Retomada do Processo Penal
O ministro Alexandre de Moraes, do Supremo Tribunal Federal (STF), decidiu, nesta segunda-feira (22), dar seguimento à ação penal que envolve Alexandre Ramagem. O ex-deputado federal está sendo acusado de dano qualificado e deterioração de patrimônio tombado, crimes relacionados aos atos violentos ocorridos em 8 de janeiro de 2023. As acusações foram formalizadas pela Procuradoria-Geral da República (PGR).
Ramagem já enfrentou uma condenação de 16 anos de prisão em setembro, devido a outros crimes cometidos antes de sua diplomação, que ocorreu no final de 2022. Entre esses crimes estão abolição violenta do Estado Democrático de Direito, golpe de Estado e organização criminosa.
A retomada do processo por parte de Moraes leva em consideração a recente cassação do mandato de Ramagem, que foi determinada pela Mesa da Câmara dos Deputados na semana passada. Agora, sem a condição de deputado, ele perde a imunidade que recebia anteriormente.
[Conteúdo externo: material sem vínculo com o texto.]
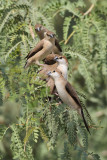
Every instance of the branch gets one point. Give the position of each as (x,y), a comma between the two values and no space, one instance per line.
(89,10)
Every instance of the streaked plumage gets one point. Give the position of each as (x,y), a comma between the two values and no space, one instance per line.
(40,30)
(67,93)
(42,49)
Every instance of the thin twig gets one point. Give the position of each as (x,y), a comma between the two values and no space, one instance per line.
(31,31)
(69,37)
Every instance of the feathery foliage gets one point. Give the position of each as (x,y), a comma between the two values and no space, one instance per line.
(28,119)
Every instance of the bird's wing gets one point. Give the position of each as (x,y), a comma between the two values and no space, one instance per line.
(38,47)
(72,93)
(57,45)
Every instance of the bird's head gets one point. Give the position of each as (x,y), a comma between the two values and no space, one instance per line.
(38,27)
(49,35)
(54,74)
(61,60)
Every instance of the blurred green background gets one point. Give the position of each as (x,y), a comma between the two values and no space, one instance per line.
(80,26)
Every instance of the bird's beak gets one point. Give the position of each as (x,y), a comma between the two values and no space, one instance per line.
(38,29)
(49,73)
(56,58)
(52,35)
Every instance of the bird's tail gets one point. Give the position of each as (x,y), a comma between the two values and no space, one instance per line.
(25,66)
(86,125)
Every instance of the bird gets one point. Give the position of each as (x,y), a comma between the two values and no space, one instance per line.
(42,49)
(39,29)
(67,93)
(61,64)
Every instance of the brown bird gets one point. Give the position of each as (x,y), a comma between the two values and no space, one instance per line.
(67,93)
(40,32)
(61,64)
(42,49)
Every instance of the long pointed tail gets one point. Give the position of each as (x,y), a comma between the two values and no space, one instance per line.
(86,125)
(25,66)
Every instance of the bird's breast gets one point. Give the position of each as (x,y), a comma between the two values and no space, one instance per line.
(64,95)
(63,69)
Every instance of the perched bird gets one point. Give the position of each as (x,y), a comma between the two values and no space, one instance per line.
(61,64)
(40,32)
(42,49)
(67,93)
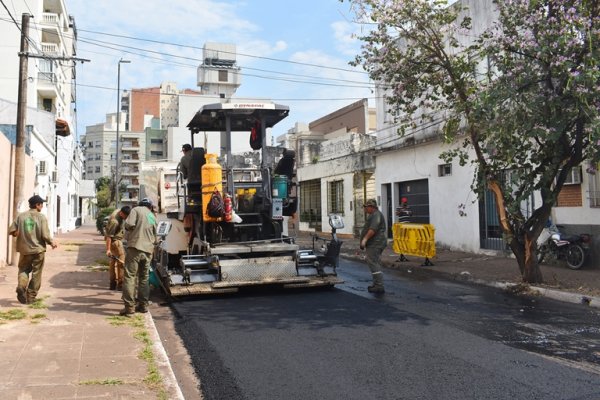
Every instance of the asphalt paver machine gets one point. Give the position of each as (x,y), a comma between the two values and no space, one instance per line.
(229,232)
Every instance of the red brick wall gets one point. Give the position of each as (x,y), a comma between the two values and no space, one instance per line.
(570,196)
(143,102)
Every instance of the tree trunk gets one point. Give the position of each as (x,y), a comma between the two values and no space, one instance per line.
(524,251)
(523,247)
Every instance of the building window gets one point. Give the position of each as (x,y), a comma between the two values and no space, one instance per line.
(74,205)
(310,202)
(335,201)
(574,178)
(594,184)
(445,170)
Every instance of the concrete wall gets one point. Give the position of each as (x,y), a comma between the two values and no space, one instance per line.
(6,201)
(7,160)
(445,193)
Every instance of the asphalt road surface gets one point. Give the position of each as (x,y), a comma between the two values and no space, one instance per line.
(423,339)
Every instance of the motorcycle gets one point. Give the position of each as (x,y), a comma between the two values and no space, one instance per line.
(552,243)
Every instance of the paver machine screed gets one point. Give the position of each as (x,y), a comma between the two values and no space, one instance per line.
(228,232)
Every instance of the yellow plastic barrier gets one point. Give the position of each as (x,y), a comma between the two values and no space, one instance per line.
(415,240)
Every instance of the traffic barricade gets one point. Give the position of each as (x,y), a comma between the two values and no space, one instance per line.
(414,240)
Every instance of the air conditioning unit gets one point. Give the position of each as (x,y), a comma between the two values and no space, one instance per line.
(42,168)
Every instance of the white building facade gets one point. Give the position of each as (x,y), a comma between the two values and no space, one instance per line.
(50,89)
(440,193)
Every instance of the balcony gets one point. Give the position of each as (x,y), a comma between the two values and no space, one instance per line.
(130,172)
(50,49)
(48,85)
(52,28)
(132,147)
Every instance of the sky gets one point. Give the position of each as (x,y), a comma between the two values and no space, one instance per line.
(295,53)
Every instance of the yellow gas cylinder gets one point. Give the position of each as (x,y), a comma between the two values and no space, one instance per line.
(212,179)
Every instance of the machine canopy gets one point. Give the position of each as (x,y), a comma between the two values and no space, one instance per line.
(243,116)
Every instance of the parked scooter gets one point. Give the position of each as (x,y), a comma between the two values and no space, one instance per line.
(552,243)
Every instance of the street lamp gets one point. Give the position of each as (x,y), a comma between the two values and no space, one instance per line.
(121,61)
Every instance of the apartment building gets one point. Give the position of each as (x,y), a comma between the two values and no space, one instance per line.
(335,166)
(50,95)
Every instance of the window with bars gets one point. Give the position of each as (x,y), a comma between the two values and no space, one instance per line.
(594,185)
(335,199)
(310,202)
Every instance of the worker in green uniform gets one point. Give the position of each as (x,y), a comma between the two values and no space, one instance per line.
(141,226)
(373,239)
(114,233)
(32,233)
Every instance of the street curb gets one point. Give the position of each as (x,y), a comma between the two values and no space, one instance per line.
(568,297)
(162,360)
(554,294)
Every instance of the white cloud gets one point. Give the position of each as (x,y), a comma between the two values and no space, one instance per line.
(256,29)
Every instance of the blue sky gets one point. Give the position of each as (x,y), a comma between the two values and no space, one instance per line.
(293,33)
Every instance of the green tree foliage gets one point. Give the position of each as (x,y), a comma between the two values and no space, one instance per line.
(520,96)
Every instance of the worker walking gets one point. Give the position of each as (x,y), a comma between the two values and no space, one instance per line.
(373,239)
(32,233)
(141,226)
(115,250)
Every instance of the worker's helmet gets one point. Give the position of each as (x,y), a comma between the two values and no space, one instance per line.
(145,202)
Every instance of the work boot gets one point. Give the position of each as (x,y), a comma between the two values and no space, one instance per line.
(376,289)
(21,295)
(141,308)
(127,311)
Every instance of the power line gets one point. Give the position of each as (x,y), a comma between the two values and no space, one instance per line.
(108,45)
(11,16)
(223,51)
(121,47)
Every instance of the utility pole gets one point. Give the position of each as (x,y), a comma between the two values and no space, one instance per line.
(21,117)
(121,61)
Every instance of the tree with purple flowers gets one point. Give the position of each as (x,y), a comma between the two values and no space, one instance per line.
(520,98)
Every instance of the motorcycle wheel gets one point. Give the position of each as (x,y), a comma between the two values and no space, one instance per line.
(541,253)
(575,256)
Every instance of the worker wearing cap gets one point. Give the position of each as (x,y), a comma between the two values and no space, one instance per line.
(186,160)
(32,233)
(114,233)
(373,239)
(141,226)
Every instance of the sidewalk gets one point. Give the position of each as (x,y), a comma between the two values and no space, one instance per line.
(560,282)
(72,344)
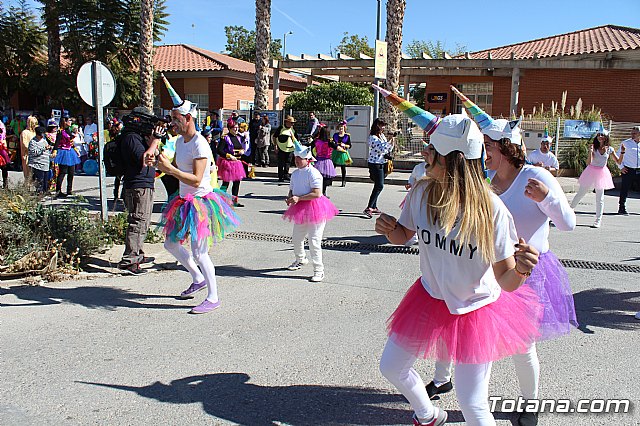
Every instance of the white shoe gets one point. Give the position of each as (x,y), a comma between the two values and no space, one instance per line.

Em seu despacho, Moraes afirmou: ‘Considerando a perda do mandato parlamentar de Alexandre Ramagem Rodrigues, nos termos decididos pela Primeira Turma do Supremo Tribunal Federal, determino a retomada da marcha processual destes autos, para análise dos crimes praticados após a diplomação’.
Em 2024, a situação de Ramagem se complica ainda mais. Após a PGR apresentar a denúncia contra ele e outros sete réus envolvidos no núcleo essencial da tentativa de golpe, a Câmara dos Deputados votou pela suspensão da denúncia. A maioria dos deputados optou por não autorizar o trâmite da acusação contra Ramagem.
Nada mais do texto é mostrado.